オバマ、AI規制をめぐる論争に異例の介入 米国は主導して立法を行い「潜在的な災害」を回避すべき

バラク・オバマ前米大統領は、人工知能(AI)の安全性に関する規範を定める連邦法の制定を支持すると表明し、管理を誤ればこの技術が「潜在的な災害」を引き起こし得ると警告した。オバマは月曜の声明で、AI政策は「公共の議論の中核となるべきだ」と述べ、ワシントンの意思決定者は「自らが率先して行動」し、関連する方策を策定する必要があると指摘した。
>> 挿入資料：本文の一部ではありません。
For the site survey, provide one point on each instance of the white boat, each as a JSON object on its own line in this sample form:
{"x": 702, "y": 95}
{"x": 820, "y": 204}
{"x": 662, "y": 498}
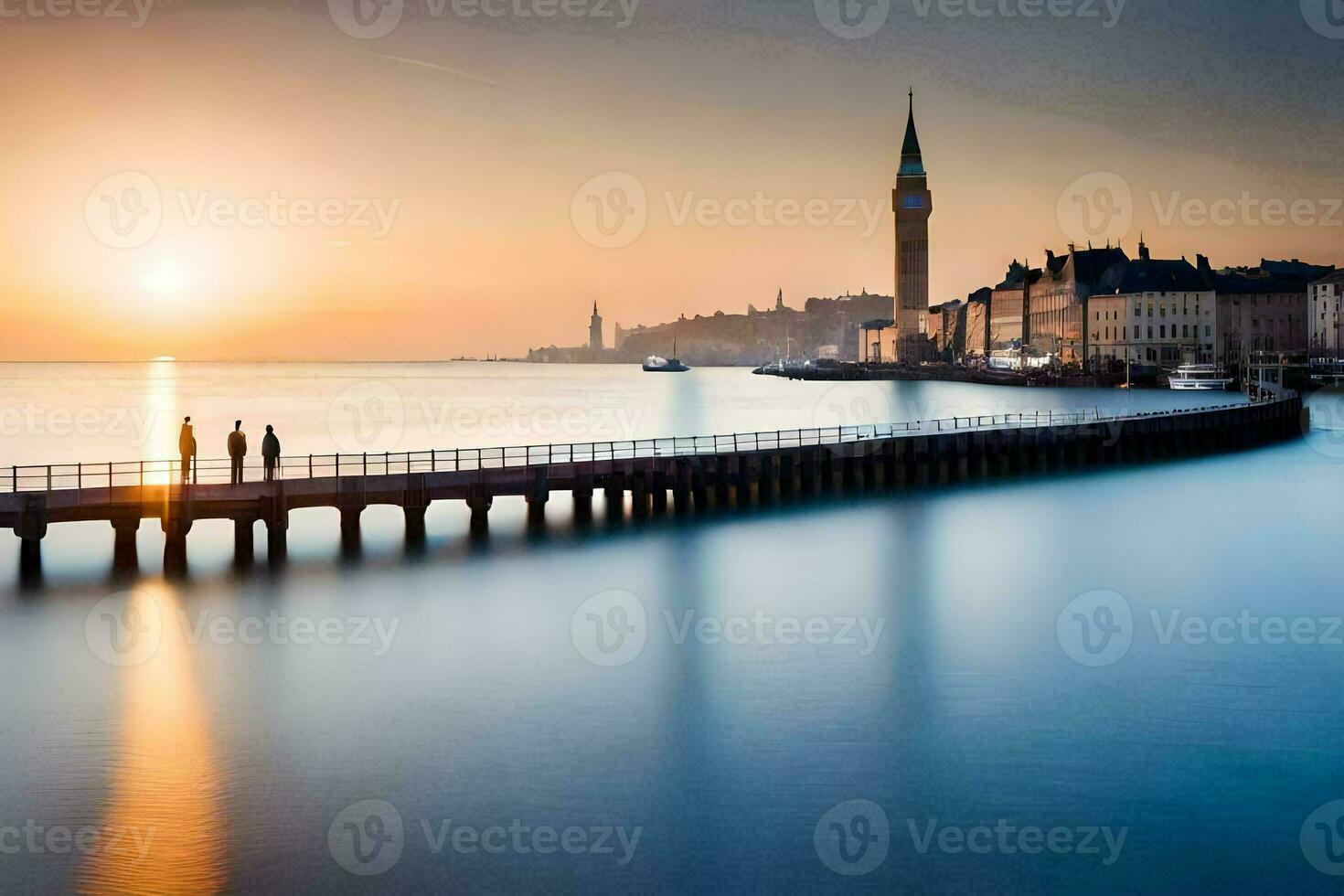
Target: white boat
{"x": 1204, "y": 378}
{"x": 655, "y": 364}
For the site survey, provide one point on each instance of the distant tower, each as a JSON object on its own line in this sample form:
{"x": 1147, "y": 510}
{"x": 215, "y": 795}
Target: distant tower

「深刻な安全上の問題に対処し、AIが雇用や次世代に与える影響を見据え、AIによってもたらされる利益が広く共有されるようにするためだ」。

この前大統領は、現職のドナルド・トランプ大統領が掲げる、AI規制に対する放任的な姿勢を批判した。本人は後任者を名指ししなかったものの、「少数のテック企業が作る任意の基準だけでは不十分だ」と述べた。

今年6月にトランプが署名した行政命令は、任意の参加枠組みを構築し、AI開発者が政府に対して事前に最先端モデルを公開し、潜在的な安全リスクを評価できるようにするものだ。

オバマはこう語った。「私たちが技術を理解している以上、AIをまた箱に押し込めることはできない。しかし、放っておいてAIとその結末が私たちの頭上に降りかかるのをただ見ているのではなく、私たちがそれをどう開発し、どう使うべきかを共に決めることはできる」。

オバマが今回、異例の形で公に立場を表したのは、これまでのところAIについて述べた内容として最も踏み込んだものだ。業界のリーダーや連邦議員がこぞって最先端モデルの開発スピードを落とすよう求める中、AIは米国全体の議論の中心トピックになっている。

民主党内部に明確なリーダーが欠けているため、多くの民主党関係者は、政策や政治戦略の面でオバマの助言と指導を求めている。こうした議論に介入することで、オバマは民主党を、11月の中間選挙および2028年の大統領選挙サイクルの開始に向けて、AIの安全強化策を支持する側へと形づくろうとしている。